Telegram è una delle applicazioni di messaggistica istantanea più rinomate per quanto concerne le funzionalità di protezione dei dati degli utenti. L’ideatore di Pavel Durov e i vertici di Telegram hanno da sempre rigettato le richieste pervenute dalle autorità e volte a mettere le mani sulle chiavi per la decodifica dei messaggi scambiati attraverso l’app (La Russia blocca Telegram ma manda in crisi decine di servizi di terze parti).
Telegram utilizza infatti la crittografia end-to-end (quindi le chiavi generate e conservate in locale sui dispositivi dei singoli utenti) solamente per le cosiddette “chat segrete”.
Esperti crittografi hanno a suo tempo contestato la decisione di Telegram di usare un proprio protocollo di cifratura per la protezione dei messaggi scambiati tra client e server (e viceversa). Ad ogni modo, Durov ha più volte confermato che la sua azienda non rivelerà mai neppure le chiavi crittografiche usate per la gestione dei messaggi non inviati attraverso “chat segrete” (vedere Telegram costretto a consegnare le chiavi di cifratura: più soggetto a controlli).

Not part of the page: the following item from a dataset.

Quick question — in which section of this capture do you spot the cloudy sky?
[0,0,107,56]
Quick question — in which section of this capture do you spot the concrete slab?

Esattamente come fa Signal Desktop (L’app Signal Desktop mostra la chiave di cifratura in chiaro e permette di accedere al database dei messaggi), però, anche Telegram per macOS memorizza in locale tutti i messaggi inviati e ricevuti dall’utente senza applicare alcuna forma di cifratura.

Lo ha accertato il ricercatore Nathaniel Suchy che è riuscito a individuare il database SQL locale contenente i messaggi: aprendolo, nonostante la struttura di difficile comprensione, non è affatto impossibile recuperare il contenuto dei messaggi scambiati attraverso il network Telegram.
Per quanto riguarda i file multimediali, essi vengono semplicemente “offuscati”: basta modificarne l’estensione per visualizzare l’immagine corrispondente.

Ciò che è ancora più grave è che a nulla vale l’impostazione di una password per l’accesso a Telegram per macOS: l’abilitazione di questa misura di sicurezza aggiuntiva non porta all’attivazione di alcun accorgimento crittografico.
La versione che presenta il problema rilevato da Suchy è quella scaricabile a questo indirizzo. Non esistono vulnerabilità note per quanto riguarda Telegram Desktop per Windows e Linux.